Tuesday, March 10th: I dash up to a committee meeting at Bard that I do not realize has been canceled. My friend is there too and we stand uncertainly at the entrance to the Alum Center as Bard administrators surge around us toward a meeting of their own. Some momentous decision is about to be made.
Lockdown!
A day later on Wednesday, March 11th: the world has locked down and our LLI Spring Semester has been canceled. Bard students are on their way home. A case of the virus is found on campus and our LLI group is felt to be “at-risk” and asked not to go onto the campus at all.
Suddenly, everyone is talking about something called Zoom that I have never heard of before. I manage to log in to a Bard panel discussion of the situation and my Zoom does not crash. Clever minds at LLI come up with a long, long list of events suddenly gone “virtual” that we can all attend from the boring but safe comfort of our homes and computers. The Conservatory’s Beethoven Bash to celebrate Ludwig’s 250th birthday is pulled off virtually at the end of March, only two weeks later than originally planned.
Setting up Zoom for LLI
April and May: A blur of Zoom meetings, we stumble around in this new medium and gradually begin to feel at home in it. The LLI Online Team is formed and we begin planning for our Annual Meeting, train, rehearse, ease everyone over their camera shyness, fix those camera angles, let’s see your smiling face, not the top of your head or up your nose. It worked! Our Annual Meeting is done and dusted; can we pull off SummerFest in June?

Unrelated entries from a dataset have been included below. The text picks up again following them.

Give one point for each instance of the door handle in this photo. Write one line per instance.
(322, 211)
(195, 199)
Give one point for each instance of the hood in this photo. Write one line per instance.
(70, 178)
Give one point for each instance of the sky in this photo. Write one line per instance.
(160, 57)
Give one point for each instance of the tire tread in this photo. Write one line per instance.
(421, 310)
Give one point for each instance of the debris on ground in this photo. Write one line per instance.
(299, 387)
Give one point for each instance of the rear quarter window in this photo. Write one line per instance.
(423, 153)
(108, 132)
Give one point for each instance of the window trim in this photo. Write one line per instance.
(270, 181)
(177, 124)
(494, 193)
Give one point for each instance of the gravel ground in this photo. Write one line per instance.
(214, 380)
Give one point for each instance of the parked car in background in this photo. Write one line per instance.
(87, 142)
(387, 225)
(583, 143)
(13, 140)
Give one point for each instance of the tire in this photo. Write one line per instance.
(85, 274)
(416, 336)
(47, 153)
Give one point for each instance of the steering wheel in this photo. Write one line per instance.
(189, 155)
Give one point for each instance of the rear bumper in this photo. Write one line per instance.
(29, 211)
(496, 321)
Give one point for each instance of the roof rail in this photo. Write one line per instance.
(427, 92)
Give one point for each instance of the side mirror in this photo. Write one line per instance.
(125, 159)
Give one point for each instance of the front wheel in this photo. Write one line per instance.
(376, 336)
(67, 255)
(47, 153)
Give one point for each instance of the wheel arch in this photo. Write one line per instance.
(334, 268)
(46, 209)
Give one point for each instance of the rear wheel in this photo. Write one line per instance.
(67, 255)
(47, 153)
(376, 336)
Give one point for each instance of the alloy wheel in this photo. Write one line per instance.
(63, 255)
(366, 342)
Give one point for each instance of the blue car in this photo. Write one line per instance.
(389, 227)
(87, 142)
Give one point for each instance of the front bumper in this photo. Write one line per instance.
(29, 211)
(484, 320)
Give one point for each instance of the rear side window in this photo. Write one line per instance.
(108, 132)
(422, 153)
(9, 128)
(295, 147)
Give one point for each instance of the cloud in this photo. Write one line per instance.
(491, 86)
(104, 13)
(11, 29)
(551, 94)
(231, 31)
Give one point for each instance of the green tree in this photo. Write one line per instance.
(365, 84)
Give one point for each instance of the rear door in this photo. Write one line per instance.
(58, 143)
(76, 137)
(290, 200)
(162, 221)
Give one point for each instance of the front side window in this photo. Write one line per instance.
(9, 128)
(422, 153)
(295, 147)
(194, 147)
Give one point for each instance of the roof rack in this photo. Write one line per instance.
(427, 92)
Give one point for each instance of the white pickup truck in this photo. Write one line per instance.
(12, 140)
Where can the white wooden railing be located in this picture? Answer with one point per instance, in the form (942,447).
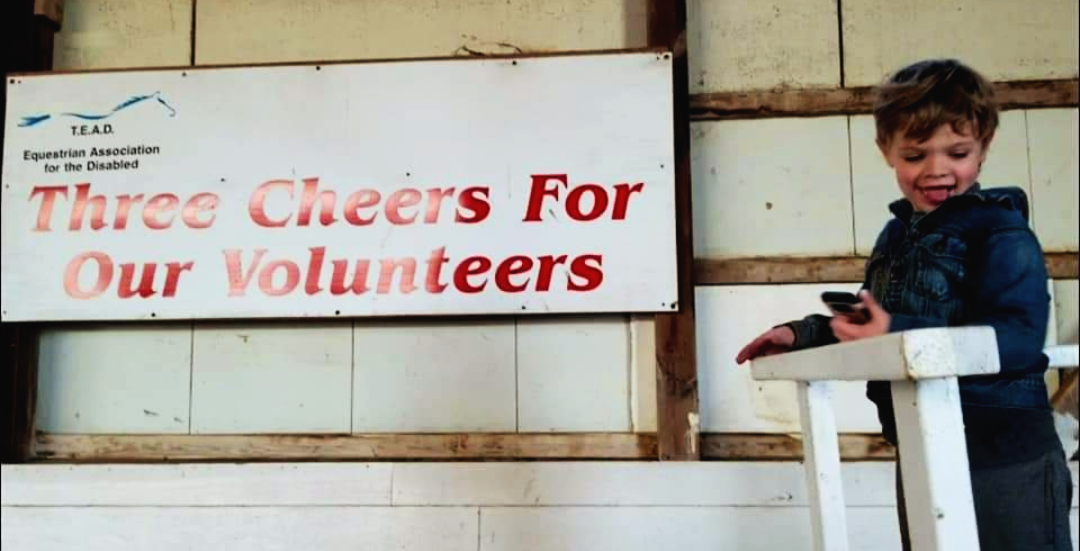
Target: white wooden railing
(923,366)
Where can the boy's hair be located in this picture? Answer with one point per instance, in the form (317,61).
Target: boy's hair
(920,97)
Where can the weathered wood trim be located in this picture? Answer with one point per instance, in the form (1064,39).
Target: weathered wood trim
(823,269)
(859,101)
(322,447)
(677,427)
(785,447)
(431,447)
(53,10)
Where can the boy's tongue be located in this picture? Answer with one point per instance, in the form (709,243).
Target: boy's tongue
(937,195)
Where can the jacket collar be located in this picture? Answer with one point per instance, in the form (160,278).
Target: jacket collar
(1010,197)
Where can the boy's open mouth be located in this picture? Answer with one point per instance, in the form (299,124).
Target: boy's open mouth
(936,193)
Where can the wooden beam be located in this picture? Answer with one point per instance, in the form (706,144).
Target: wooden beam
(824,269)
(859,101)
(677,418)
(437,447)
(27,46)
(323,447)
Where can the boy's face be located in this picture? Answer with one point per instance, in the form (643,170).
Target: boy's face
(930,172)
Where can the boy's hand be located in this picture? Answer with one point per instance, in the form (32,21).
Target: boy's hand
(775,340)
(846,330)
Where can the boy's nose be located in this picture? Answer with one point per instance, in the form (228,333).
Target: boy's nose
(936,168)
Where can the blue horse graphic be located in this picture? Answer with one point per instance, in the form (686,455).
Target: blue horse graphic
(37,119)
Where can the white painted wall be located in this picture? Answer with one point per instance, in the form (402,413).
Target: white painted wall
(760,188)
(483,507)
(765,187)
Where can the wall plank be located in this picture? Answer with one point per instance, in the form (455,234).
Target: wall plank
(748,44)
(271,377)
(881,37)
(1055,176)
(288,30)
(771,187)
(262,528)
(434,376)
(572,375)
(113,34)
(115,379)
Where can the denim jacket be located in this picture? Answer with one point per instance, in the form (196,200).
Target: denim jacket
(973,260)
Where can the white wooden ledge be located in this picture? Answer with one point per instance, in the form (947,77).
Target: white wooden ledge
(922,366)
(1063,357)
(908,355)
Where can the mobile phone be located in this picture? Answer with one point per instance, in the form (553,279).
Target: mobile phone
(846,305)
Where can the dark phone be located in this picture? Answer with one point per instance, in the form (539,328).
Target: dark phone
(846,305)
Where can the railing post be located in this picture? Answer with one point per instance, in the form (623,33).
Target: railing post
(821,452)
(941,512)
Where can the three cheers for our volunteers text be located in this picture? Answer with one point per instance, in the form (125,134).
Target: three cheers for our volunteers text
(94,273)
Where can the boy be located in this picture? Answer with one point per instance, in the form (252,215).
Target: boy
(956,254)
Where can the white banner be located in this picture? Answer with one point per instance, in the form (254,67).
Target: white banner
(428,187)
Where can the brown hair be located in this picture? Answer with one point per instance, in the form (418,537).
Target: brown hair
(920,97)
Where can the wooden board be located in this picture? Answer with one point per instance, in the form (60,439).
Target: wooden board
(761,104)
(27,45)
(476,446)
(823,269)
(677,417)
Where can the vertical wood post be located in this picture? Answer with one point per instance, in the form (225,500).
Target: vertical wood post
(677,421)
(933,460)
(821,449)
(29,27)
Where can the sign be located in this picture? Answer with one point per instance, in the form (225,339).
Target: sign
(459,186)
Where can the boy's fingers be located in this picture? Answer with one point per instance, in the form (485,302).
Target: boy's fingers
(871,304)
(842,328)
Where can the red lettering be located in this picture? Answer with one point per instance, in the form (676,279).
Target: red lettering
(239,280)
(512,266)
(146,282)
(256,207)
(45,211)
(362,199)
(267,277)
(622,192)
(359,278)
(124,209)
(548,265)
(574,202)
(435,197)
(75,267)
(476,205)
(311,193)
(96,203)
(539,190)
(314,269)
(435,261)
(402,199)
(387,274)
(198,204)
(158,204)
(586,267)
(173,276)
(470,267)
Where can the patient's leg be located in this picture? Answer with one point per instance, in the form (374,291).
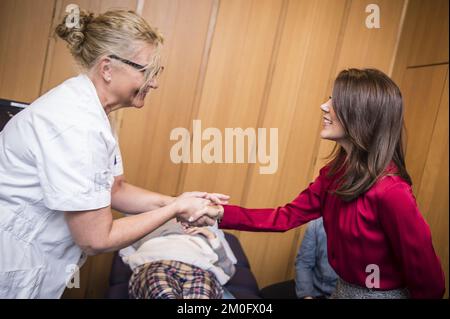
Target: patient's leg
(156,280)
(201,284)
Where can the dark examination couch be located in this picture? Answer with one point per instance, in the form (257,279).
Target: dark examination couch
(242,285)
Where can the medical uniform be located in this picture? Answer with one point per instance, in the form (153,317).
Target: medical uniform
(57,155)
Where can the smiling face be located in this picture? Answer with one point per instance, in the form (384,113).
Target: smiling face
(128,84)
(332,127)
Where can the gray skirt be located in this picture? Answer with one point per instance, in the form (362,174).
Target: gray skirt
(345,290)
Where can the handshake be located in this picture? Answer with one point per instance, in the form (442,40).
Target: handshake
(199,208)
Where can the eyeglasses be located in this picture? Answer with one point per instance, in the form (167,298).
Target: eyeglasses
(139,67)
(130,63)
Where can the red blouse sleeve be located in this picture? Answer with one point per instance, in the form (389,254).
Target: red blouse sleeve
(305,207)
(410,237)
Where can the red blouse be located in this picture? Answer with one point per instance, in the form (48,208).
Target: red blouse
(382,226)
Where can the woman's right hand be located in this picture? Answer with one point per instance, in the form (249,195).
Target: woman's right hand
(190,208)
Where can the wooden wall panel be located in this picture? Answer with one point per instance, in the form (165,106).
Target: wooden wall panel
(422,90)
(429,47)
(187,26)
(24,30)
(235,84)
(292,106)
(253,63)
(433,191)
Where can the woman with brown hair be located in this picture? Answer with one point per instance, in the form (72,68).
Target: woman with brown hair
(60,165)
(378,242)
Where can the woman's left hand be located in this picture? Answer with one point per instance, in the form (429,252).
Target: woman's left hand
(200,230)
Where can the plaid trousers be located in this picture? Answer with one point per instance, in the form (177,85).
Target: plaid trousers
(169,279)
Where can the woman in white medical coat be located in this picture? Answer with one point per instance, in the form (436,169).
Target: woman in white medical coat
(61,169)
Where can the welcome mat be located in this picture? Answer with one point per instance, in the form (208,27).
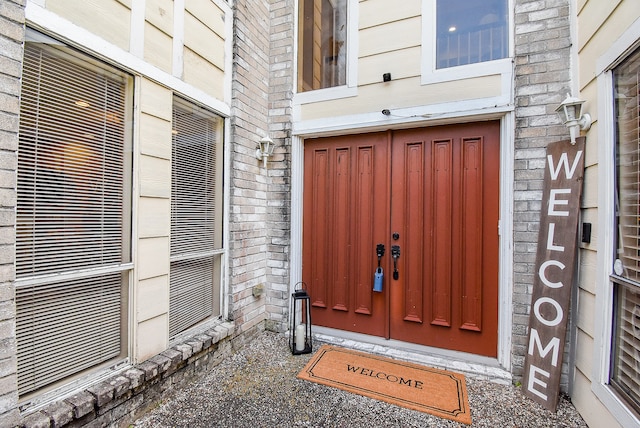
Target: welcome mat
(438,392)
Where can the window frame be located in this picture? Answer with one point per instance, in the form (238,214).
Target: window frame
(431,74)
(336,92)
(603,316)
(182,252)
(70,274)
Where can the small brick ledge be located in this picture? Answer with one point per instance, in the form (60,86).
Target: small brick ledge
(122,398)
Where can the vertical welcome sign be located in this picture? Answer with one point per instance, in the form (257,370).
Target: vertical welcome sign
(554,274)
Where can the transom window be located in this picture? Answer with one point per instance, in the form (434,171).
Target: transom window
(470,31)
(322,44)
(625,359)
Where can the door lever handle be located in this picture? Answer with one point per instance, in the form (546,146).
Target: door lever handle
(395,253)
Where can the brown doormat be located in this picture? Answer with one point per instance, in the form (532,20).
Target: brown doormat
(438,392)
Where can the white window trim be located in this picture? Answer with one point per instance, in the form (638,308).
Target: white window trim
(429,73)
(345,91)
(42,19)
(629,40)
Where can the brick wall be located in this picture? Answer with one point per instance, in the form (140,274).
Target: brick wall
(281,63)
(542,80)
(259,209)
(11,52)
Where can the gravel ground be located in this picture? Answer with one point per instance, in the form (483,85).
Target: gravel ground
(257,387)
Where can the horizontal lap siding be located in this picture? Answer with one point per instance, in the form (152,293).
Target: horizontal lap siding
(599,25)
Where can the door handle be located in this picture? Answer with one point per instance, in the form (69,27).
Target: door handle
(378,274)
(395,253)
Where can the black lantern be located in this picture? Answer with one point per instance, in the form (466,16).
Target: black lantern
(300,328)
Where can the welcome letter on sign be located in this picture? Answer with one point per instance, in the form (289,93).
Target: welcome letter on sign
(554,271)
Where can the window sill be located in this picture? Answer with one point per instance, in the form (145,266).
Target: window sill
(480,69)
(325,95)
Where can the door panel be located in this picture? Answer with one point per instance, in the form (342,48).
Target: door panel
(448,239)
(438,190)
(346,214)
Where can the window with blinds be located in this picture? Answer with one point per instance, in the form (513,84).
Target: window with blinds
(196,216)
(625,361)
(73,214)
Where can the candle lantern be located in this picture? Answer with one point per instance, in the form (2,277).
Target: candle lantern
(300,339)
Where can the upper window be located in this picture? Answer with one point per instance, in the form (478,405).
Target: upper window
(322,44)
(625,346)
(73,214)
(470,31)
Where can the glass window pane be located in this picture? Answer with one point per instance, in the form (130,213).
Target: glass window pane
(322,44)
(470,31)
(625,349)
(625,375)
(626,78)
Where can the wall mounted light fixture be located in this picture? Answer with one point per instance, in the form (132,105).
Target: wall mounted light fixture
(570,112)
(265,149)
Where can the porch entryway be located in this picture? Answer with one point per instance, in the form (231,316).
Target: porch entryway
(430,196)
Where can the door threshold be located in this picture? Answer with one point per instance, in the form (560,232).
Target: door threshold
(474,366)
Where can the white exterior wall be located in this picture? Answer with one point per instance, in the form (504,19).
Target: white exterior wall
(605,31)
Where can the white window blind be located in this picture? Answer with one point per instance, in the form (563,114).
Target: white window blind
(196,216)
(470,32)
(625,373)
(72,215)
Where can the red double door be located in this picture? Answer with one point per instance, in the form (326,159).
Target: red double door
(431,197)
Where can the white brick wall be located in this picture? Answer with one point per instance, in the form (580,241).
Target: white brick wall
(543,76)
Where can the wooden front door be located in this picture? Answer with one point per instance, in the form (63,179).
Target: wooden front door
(431,197)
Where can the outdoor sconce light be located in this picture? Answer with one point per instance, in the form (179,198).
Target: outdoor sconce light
(300,340)
(570,112)
(264,150)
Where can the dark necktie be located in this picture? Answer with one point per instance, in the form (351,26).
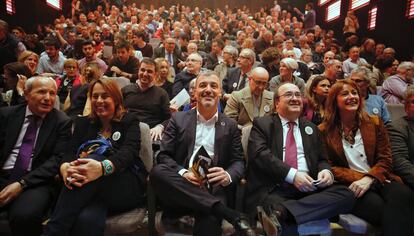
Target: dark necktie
(170,60)
(291,151)
(25,152)
(242,82)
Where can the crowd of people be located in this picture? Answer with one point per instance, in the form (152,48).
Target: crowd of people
(322,142)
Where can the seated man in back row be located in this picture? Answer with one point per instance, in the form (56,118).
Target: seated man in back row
(288,172)
(174,179)
(150,103)
(252,101)
(33,138)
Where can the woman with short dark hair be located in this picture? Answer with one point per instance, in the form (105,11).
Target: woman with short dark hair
(101,170)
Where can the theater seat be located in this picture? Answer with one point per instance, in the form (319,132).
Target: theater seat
(134,222)
(356,225)
(396,111)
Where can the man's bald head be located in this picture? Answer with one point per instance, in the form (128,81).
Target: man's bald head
(258,81)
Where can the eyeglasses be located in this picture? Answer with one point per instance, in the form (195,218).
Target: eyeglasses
(290,95)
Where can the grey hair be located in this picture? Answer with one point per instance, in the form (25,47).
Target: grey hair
(290,63)
(332,62)
(231,50)
(208,73)
(4,25)
(28,86)
(249,53)
(363,70)
(405,65)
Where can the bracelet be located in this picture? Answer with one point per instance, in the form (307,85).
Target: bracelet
(107,167)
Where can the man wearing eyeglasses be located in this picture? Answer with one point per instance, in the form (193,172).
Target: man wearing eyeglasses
(252,101)
(182,79)
(288,172)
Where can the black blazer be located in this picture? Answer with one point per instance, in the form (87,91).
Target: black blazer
(177,144)
(51,142)
(401,133)
(266,169)
(232,78)
(211,61)
(126,148)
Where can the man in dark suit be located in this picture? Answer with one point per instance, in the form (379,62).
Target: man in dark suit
(237,78)
(288,172)
(32,140)
(174,180)
(402,142)
(170,52)
(216,55)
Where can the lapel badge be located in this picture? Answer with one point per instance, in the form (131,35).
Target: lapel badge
(308,130)
(116,136)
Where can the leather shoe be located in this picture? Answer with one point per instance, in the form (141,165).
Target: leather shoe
(242,227)
(270,222)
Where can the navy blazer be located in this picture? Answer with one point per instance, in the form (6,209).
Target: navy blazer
(125,139)
(177,144)
(266,169)
(52,139)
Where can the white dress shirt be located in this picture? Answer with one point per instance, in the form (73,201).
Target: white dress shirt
(355,154)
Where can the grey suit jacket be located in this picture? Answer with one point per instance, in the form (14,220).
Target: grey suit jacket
(178,140)
(401,133)
(266,169)
(240,106)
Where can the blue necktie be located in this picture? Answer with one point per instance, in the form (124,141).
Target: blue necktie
(26,149)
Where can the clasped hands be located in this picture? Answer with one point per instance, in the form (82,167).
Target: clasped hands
(216,176)
(304,183)
(80,172)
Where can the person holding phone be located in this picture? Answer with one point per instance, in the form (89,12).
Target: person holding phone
(358,148)
(102,181)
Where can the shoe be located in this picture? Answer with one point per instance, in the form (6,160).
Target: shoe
(270,223)
(242,227)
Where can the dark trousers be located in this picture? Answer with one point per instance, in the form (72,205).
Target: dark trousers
(390,206)
(178,195)
(82,211)
(305,207)
(27,212)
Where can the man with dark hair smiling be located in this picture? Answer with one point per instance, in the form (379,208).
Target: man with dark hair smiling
(175,181)
(88,50)
(149,102)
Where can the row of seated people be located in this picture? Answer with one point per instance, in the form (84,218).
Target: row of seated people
(290,173)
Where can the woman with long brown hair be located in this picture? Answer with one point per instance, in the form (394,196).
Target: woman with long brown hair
(358,148)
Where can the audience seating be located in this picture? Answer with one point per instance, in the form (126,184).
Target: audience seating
(134,222)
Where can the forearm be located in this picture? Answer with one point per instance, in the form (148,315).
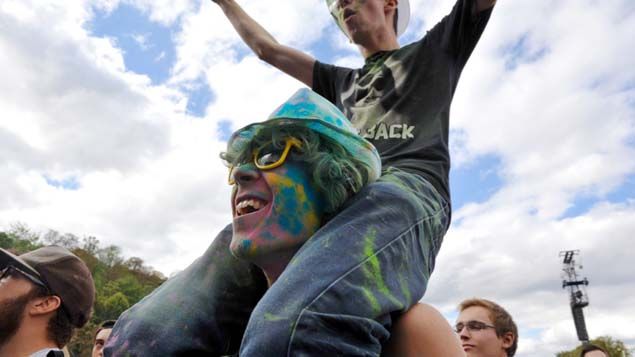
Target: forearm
(254,35)
(480,5)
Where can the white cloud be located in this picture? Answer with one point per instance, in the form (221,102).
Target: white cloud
(559,114)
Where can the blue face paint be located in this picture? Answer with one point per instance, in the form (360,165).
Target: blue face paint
(289,211)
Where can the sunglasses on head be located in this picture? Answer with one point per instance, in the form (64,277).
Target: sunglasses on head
(11,269)
(268,156)
(472,326)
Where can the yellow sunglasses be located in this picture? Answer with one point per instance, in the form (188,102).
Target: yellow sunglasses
(268,157)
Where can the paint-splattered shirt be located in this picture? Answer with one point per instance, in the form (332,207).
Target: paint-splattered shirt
(400,100)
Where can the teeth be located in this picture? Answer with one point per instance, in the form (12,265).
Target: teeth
(243,206)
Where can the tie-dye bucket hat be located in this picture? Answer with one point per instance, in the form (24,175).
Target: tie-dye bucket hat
(403,14)
(310,109)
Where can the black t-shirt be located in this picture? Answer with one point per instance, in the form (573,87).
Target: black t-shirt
(400,100)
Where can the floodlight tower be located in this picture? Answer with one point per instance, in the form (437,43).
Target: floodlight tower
(577,292)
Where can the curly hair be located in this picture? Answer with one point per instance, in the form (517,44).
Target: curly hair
(336,173)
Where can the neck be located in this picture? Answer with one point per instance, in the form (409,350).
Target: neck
(30,338)
(273,269)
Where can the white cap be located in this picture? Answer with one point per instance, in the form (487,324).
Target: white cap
(403,14)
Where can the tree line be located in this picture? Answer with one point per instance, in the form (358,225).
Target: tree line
(119,282)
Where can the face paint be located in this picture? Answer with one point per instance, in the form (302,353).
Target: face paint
(354,16)
(275,211)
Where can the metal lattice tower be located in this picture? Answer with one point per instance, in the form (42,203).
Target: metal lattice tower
(577,292)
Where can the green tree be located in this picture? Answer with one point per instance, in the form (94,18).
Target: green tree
(20,239)
(119,282)
(616,348)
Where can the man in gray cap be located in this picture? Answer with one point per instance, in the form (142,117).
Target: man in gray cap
(44,295)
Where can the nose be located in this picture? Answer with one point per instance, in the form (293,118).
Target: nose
(338,4)
(245,174)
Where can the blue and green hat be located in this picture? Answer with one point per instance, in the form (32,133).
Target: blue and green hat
(311,110)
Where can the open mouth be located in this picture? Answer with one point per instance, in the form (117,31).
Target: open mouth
(348,13)
(249,205)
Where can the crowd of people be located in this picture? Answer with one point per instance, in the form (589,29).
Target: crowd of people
(340,203)
(47,293)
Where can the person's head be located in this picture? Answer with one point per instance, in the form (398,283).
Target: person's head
(101,336)
(44,293)
(486,329)
(592,350)
(362,19)
(290,173)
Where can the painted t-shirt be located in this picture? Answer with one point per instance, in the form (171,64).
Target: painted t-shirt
(400,100)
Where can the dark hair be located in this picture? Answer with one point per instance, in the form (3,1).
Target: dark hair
(59,327)
(500,317)
(592,347)
(335,172)
(108,324)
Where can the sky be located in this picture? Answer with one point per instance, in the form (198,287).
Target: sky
(113,113)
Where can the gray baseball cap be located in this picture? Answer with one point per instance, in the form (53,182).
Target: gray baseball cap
(63,273)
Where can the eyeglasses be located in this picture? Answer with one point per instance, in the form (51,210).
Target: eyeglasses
(472,326)
(268,157)
(8,271)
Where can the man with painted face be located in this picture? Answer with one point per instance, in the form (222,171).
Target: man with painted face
(400,101)
(383,244)
(293,178)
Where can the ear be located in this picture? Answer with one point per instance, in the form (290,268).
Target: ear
(44,305)
(508,340)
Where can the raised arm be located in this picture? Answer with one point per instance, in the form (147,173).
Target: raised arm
(297,64)
(481,5)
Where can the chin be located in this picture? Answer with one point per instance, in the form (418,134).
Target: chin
(241,247)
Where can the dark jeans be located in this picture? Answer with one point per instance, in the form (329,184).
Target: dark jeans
(336,296)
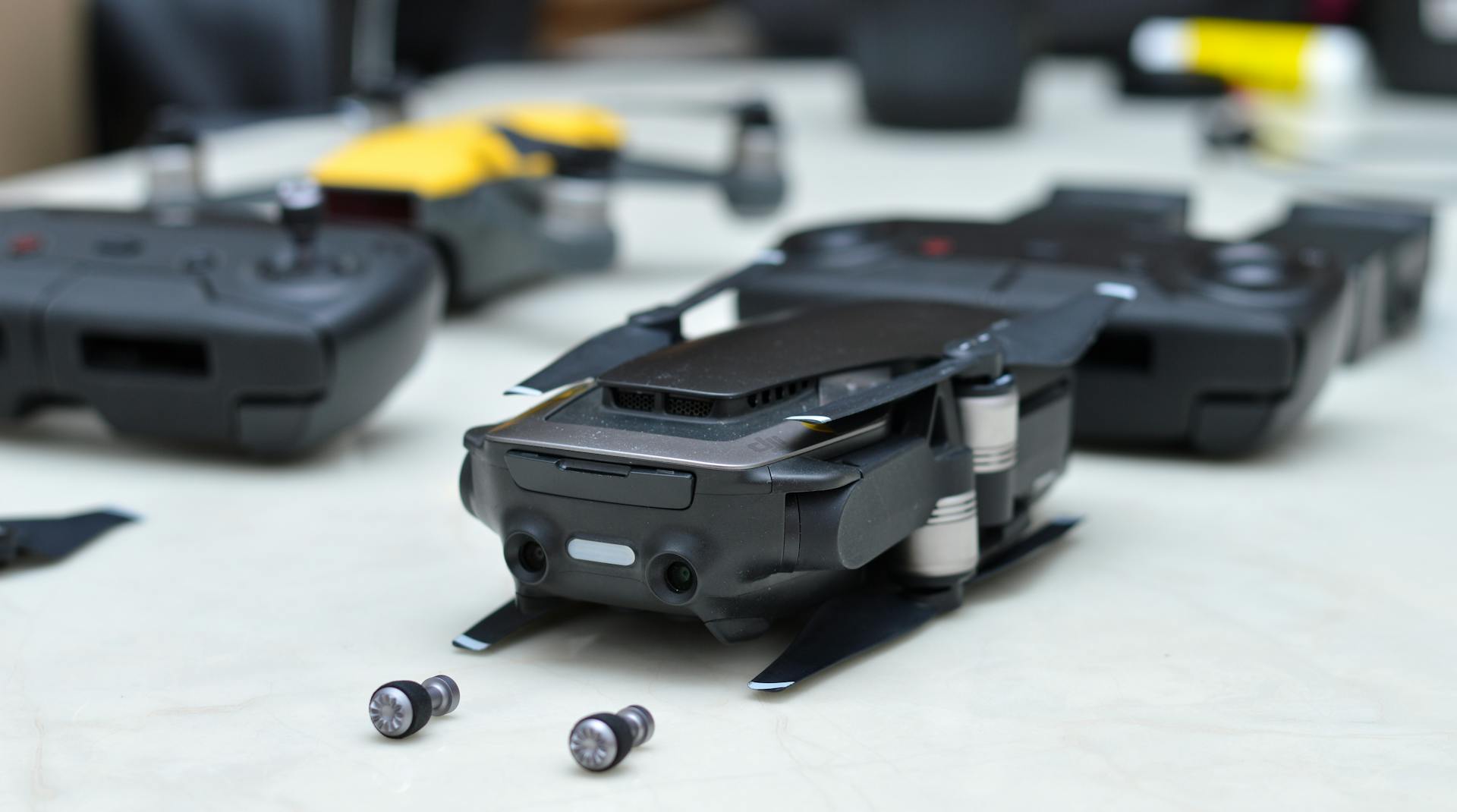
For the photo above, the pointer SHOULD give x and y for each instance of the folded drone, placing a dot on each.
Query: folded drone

More training, rehearsals, how many of our presenters have ever used Zoom before? A new form of class manager called a session manager is born and trained for each course. Along the way we write up Zoom guides for newbies, six or eight of us write tips for Zoom and guides for specific things we need to know in Zoom. (If you are interested, you can find all of our guides on the LLI web site, in the Membership section.)
SummerFest Works!
Friday, June 5th, end of the first day of SummerFest 2020: the Online and Session Manager teams collapse in absolute euphoria. It worked! It all worked better than we even hoped! Best SummerFest attendance ever, our students had very few problems getting in after all the practice sessions, some classes stayed in Zoom after the “end” of class, asking questions, offering comments, one class stayed an extra 45 minutes to enjoy each other’s company.
Onwards with Zoom!
July and August: Gasp, exhale, inhale, regroup. Fall semester in Zoom? We can do this. Three times as many courses as in June? We can do this. Time to recruit more Session Managers and off we go…. Funny thing that I have noticed: our many weekly meetings seem more intimate than sitting around a table in the Campus Center or the Alum Center. All the endless emails help us get to know each other. I feel closer to these folks working with them virtually than I ever have.
So, now, almost six months into this adventure in virtuality, what is Zoom, this tool for virtual meetings that I had never heard of before March? This tool that brings us together in new ways we never imagined? Well, I say “Zoom is a Lifeline to Lifetime Learning.” Join us in Zoom; whatever the Next World holds, we will be there for you!